Todavía no hay respuestas a estas preguntas. Pero pronto lo sabremos. Probablemente en Twitter.

Christine Emba, The Washington Post: “Lo que tenemos aquí es un ejemplo perfecto de ‘multimillonario máximo’: la capacidad de una persona fantásticamente rica para, sin rendir cuentas, tomar decisiones con ramificaciones que pueden cambiar la vida de muchas, muchas personas, basándose nada más que en su estado de ánimo y su bolsillos ridículamente profundos.

Jessica J. González, CNN: “Ha utilizado la plataforma para desacreditar y menospreciar a quienes no están de acuerdo con él, y ha arremetido contra los periodistas que han escrito o producido cosas que no le gustan. Además, ha utilizado la plataforma para sembrar dudas sobre las vacunas contra el covid-19”. (Musk dudó de la necesidad de una segunda dosis el año pasado).

Anand Giridharadas, The Times: “Vamos a tener que aprender a ver a través de las historias fraudulentas que elevan a figuras como Musk a héroes. Tendremos que legislar barandillas reales, tal vez como las creadas por la Ley de Servicios Digitales de la Unión Europea, en las plataformas de redes sociales que son demasiado grandes para confiarles la democracia”.

Las multitudes son un poco más escasas y hay menos megayates, pero la Bienal de Venecia sigue siendo «la mezcla de arte más combustible de mentes creativas, riqueza espectacular y una cultura global que se abre paso a trompicones hacia el futuro», escribe Jason Farago en una reseña.

La Bienal consta de una exposición principal de arte contemporáneo, junto con más de 90 pabellones donde los países organizan sus propios espectáculos. El espectáculo principal de este año gira en torno al surrealismo, el ciborgismo y la vida animal y vegetal, y la mayoría de los participantes son mujeres. Es «un espectáculo coherente y desafiante, cuya visión optimista de la emancipación a través de la imaginación se siente muy rara hoy en día», escribe Jason.

Algunos aspectos destacados de las presentaciones nacionales: Stan Douglas de Canadá usó fotografía y videoarte para profundizar en los levantamientos cruzados de 2011 (la Primavera Árabe, Occupy Wall Street, los disturbios de Londres). Y Małgorzata Mirga-Tas, una artista romaní, creó un tapiz de 12 partes cosido con imágenes de la migración romaní y la vida cotidiana.

Los pangramas del concurso de ortografía de ayer fueron eructar y educación. Aquí está el rompecabezas de hoy, o puedes jugar en línea.

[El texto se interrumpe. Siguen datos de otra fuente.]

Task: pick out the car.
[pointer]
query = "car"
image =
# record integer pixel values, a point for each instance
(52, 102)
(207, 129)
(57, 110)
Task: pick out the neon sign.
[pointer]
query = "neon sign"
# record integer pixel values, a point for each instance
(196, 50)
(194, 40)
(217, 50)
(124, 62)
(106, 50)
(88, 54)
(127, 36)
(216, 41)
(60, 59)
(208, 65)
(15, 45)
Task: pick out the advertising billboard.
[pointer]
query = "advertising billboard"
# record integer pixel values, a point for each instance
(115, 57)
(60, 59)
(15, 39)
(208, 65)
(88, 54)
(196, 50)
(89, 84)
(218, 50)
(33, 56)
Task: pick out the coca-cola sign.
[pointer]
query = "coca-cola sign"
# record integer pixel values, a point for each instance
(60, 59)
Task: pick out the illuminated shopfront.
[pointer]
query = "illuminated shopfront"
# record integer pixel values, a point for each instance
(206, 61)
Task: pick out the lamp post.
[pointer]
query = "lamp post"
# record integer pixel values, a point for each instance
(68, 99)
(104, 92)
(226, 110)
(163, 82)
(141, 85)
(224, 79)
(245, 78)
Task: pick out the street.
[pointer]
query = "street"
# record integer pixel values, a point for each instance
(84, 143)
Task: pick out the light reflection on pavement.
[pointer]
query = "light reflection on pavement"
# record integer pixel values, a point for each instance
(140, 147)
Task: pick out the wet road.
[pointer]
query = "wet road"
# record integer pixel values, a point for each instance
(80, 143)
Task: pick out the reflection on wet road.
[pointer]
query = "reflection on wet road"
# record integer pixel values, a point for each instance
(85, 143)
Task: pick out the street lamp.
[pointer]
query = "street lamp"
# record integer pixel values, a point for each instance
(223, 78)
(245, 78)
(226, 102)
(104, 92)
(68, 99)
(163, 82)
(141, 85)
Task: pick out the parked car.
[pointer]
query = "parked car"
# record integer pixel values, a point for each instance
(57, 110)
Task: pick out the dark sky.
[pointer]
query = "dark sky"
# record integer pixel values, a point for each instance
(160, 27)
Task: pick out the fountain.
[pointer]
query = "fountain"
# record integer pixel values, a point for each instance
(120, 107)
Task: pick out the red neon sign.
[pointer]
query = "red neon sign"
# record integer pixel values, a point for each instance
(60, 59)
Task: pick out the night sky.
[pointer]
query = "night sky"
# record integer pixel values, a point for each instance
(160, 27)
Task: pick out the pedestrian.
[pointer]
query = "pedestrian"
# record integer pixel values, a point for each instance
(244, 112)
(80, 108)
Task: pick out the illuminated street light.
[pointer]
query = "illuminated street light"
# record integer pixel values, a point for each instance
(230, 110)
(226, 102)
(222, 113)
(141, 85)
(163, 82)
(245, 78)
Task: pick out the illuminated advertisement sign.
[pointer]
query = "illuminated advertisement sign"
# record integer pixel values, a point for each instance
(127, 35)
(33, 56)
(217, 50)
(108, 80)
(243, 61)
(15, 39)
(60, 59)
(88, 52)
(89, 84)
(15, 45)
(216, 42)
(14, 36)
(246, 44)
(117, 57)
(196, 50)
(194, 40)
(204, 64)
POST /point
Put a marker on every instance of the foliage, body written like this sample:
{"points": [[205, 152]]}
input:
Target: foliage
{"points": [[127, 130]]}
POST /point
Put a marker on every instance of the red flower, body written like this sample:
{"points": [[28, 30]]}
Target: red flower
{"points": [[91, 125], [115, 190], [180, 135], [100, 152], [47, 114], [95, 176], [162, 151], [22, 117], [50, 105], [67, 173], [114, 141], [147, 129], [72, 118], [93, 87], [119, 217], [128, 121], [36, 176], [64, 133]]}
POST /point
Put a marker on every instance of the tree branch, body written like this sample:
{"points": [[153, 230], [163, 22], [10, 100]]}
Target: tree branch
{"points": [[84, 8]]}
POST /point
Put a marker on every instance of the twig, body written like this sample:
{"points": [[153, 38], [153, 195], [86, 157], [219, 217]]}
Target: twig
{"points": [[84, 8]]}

Aquí está el Wordle de hoy. Aquí está el Mini Crucigrama de hoy, y una pista: Chap (cinco letras).

Si tienes ganas de jugar más, encuentra todos nuestros juegos aquí.


Gracias por pasar parte de su mañana con The Times. Nos vemos mañana. – David

PS El desastre nuclear de Chernobyl ocurrió hoy hace 36 años. La Unión Soviética lo anunció dos días después.